Consider the following first order linear model:
This model can be described by the dynamic equation:
output = int( input - K*output )
Now look at the following model:
This model can be described by the dynamic equation:
output = ( input - ddt(output) )/K
Note that we can rewrite this equation as:
ddt(output) = input - K*output
or
output = int( input - K*output )
This is the same equation as the previous model! Apparently, both models are the same! Both models can therefore be described by the dynamic equations:
ddt(output) = input - K*output
output = int( input - K*output )
We call the first equation the differential form (no integrals). The second equation is called the integral form (no derivatives). In 20-sim, models can be entered in integral form as well as the differential form.
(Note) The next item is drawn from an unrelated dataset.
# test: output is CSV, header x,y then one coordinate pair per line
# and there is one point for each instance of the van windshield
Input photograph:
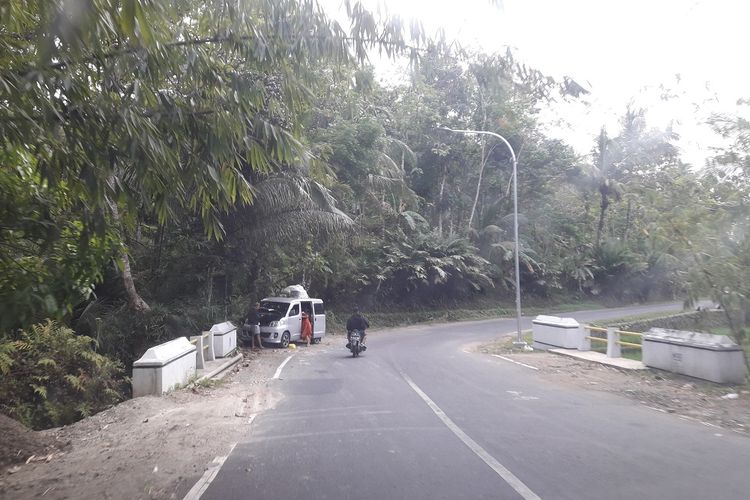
x,y
272,311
During compilation, 20-sim will automatically try to rewrite equations into the integral form, since this leads to more efficient simulation. Sometimes an integral form cannot be found. Then algorithms will be applied to solve the differential directly. For example an equation like:
output = ddt(sin(a*time))
will be replaced by the following equation (applying the chain rule and using the known derivative for the sine function):
output = a*cos(a*time)
Sometimes a differential cannot be solved directly. Then only the Backward-Differentiation Methods can be used for simulation.
After compilation simulation code is generated. The equation in integral form:
output = int( input - K*output )
will be written as:
independent state = output
independent rate = input - K*output
and can be handled by all integration methods. The equation in differential form:
ddt(output) = input - K*output
will be written as:
dependent rate = input - K*output
dependent state = output
and can only be handled by the Backward-Differentiation Methods.